Pop‑Up‑Dankstelle setzt Zeichen
Stadt würdigt klimafreundliche Wege im Alltag
- Tiefbauamtsleiter Marco Wolfstädter, Nachhaltigkeitsbeauftragte Sina Mixdorf und Bürgermeister Thomas Diebenbusch dankten im Rahmen einer Pop-Up-Dankstelle allen, die zu Fuß oder mit dem Rad unterwegs waren.
- Foto: Stadt Oberasbach
- hochgeladen von Arthur Kreklau
Oberasbach (pm/ak) – Rund um die morgendliche Rushhour hat die Stadt am 10. Juni ein kleines, aber sichtbares Signal für nachhaltige Mobilität gesetzt. Zwischen 7.30 und 8.30 Uhr standen Mitarbeitende des Tiefbauamts gemeinsam mit Bürgermeister Thomas Diebenbusch an der Kreuzung Langenäckerstraße/Häsigweg und bedankten sich bei allen, die an diesem Tag zu Fuß oder mit dem Rad unterwegs waren. Etwa 130 Menschen nahmen die spontane Geste wahr – stellvertretend für viele weitere, die im Alltag auf klimafreundliche Fortbewegung setzen.
Diebenbusch betonte vor Ort, wie wichtig diese alltäglichen Entscheidungen seien. Auch in Zeiten genauer Haushaltsprüfung halte die Kommune an ihrem Ziel fest, eine nachhaltige und fahrradfreundliche Stadt zu bleiben. Jeder Weg ohne Auto reduziere Lärm und Schadstoffe und trage dazu bei, die Lebensqualität zu verbessern.

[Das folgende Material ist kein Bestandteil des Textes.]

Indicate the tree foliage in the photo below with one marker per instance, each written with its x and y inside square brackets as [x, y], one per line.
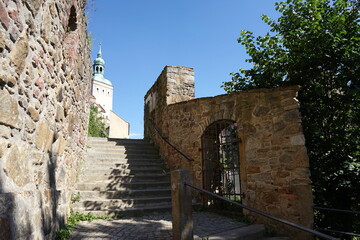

Finanziert wurde die Aktion vollständig durch Sponsoren. Die Bäckerei Pillipp aus Zirndorf stellte Brezen zur Verfügung, die Sparkasse Fürth unterstützte mit fair gehandelten Riegeln aus dem Oberasbacher Weltladen sowie Äpfeln aus Gustenfelden. Ergänzend kamen kleine Give-aways von der AGFK Bayern. So entstand eine unkomplizierte Pop-up-Dankstelle, die den morgendlichen Verkehr für einen Moment entschleunigte und den Blick auf das Engagement vieler Alltagsradler und Fußgänger lenkte.